Shalabhasana (locust pose)

1. Lie flat on the stomach with the legs and feet together and the soles of the feet uppermost. 
2. The arms may be placed either under the body or by the sides, with the palms downward or the hands clenched.
3. Stretch the chin slightly forward and rest it on the floor throughout the practice. Close the eyes and relax the body. This is the starting position. 
4. Slowly raise the legs as high as possible, keeping them straight and together. The elevation of the legs is produced by applying pressure with the arms against the floor and contracting the lower back muscles. 
5. Hold the final position for as long as is comfortable without strain. 
6. Slowly lower the legs to the floor. This is one round.  
7. Return to the starting position and relax the body with the head turned to one side. Allow the respiration and heart beat to return to normal. 

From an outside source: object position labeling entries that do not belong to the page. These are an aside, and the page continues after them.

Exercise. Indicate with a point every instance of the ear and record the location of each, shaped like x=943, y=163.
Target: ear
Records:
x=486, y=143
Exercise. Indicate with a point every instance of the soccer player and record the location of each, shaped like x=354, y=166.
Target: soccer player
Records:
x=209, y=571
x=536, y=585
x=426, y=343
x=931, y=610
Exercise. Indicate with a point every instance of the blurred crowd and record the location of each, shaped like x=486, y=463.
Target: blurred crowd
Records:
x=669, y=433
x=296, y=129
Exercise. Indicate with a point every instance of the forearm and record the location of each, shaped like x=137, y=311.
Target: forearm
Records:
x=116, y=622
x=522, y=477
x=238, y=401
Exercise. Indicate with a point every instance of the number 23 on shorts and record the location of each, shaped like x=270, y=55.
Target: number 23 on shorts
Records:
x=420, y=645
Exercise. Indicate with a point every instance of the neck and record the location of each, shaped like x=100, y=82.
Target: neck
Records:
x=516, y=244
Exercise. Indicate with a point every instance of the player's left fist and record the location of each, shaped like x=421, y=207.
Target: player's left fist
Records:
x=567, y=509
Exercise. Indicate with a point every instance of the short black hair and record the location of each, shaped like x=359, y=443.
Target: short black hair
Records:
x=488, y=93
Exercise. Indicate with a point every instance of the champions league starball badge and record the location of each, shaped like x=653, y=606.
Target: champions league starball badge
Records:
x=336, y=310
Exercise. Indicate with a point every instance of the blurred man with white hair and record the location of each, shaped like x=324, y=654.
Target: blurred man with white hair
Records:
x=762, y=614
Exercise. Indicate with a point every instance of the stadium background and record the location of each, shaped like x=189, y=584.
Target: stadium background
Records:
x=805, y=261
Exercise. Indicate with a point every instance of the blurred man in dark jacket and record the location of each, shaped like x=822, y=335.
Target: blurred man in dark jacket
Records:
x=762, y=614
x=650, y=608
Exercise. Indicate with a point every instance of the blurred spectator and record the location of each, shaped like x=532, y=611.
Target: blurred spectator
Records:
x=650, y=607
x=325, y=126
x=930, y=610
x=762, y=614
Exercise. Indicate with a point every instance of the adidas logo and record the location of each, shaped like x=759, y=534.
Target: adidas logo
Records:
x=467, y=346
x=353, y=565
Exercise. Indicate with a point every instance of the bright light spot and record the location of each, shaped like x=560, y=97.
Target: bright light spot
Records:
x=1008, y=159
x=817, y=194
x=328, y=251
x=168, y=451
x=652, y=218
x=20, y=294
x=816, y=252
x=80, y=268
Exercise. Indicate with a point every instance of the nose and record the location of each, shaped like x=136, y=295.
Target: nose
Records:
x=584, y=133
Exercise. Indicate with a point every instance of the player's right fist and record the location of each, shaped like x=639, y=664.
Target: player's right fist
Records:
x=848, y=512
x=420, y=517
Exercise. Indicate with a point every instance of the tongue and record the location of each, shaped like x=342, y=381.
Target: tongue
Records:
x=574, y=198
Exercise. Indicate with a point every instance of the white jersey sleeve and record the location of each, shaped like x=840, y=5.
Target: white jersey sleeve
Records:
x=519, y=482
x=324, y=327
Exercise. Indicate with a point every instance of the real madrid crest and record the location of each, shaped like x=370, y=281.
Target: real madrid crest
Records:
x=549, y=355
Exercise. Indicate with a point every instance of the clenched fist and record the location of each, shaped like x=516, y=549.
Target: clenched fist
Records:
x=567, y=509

Note: While holding, maintain normal breathing.

Breathing: Inhale deeply in the starting position. Retain the breath inside while raising the legs and holding the position. Exhale while lowering the legs. Beginners may find it helpful to inhale while raising the legs. Advanced practitioners may exhale after returning to the starting position. 

Duration: Up to 5 rounds when performed dynamically. Up to 3 rounds when performed statically. 


Physical - on synchronising the breath with the movement or on the lower back, abdomen and heart. 

Spiritual - on vishuddhi chakra. 

Sequence: Most beneficial when performed after bhujangasana and before dhanurasana.

Contra-indications: Shalabhasana requires a great deal of physical effort, so it should not be practised by people with a weak heart, coronary thrombosis or high blood pressure. Those suffering from peptic ulcer, hernia, intestinal tuberculosis and other such conditions are also advised not to practise this asana.

Benefits: The parasympathetic nerves are particularly prominent in the regions of the neck and pelvis. Shalabhasana stimulates the whole autonomic nervous system, especially the parasympathetic outflow. It strengthens the lower back and pelvic organs, and tones the sciatic nerves, providing relief for those with conditions such as backache, mild sciatica and slipped disc as long as the condition is not serious. It tones and balances the functioning of the liver and other abdominal organs, alleviates diseases of the stomach and bowels, and stimulates the appetite.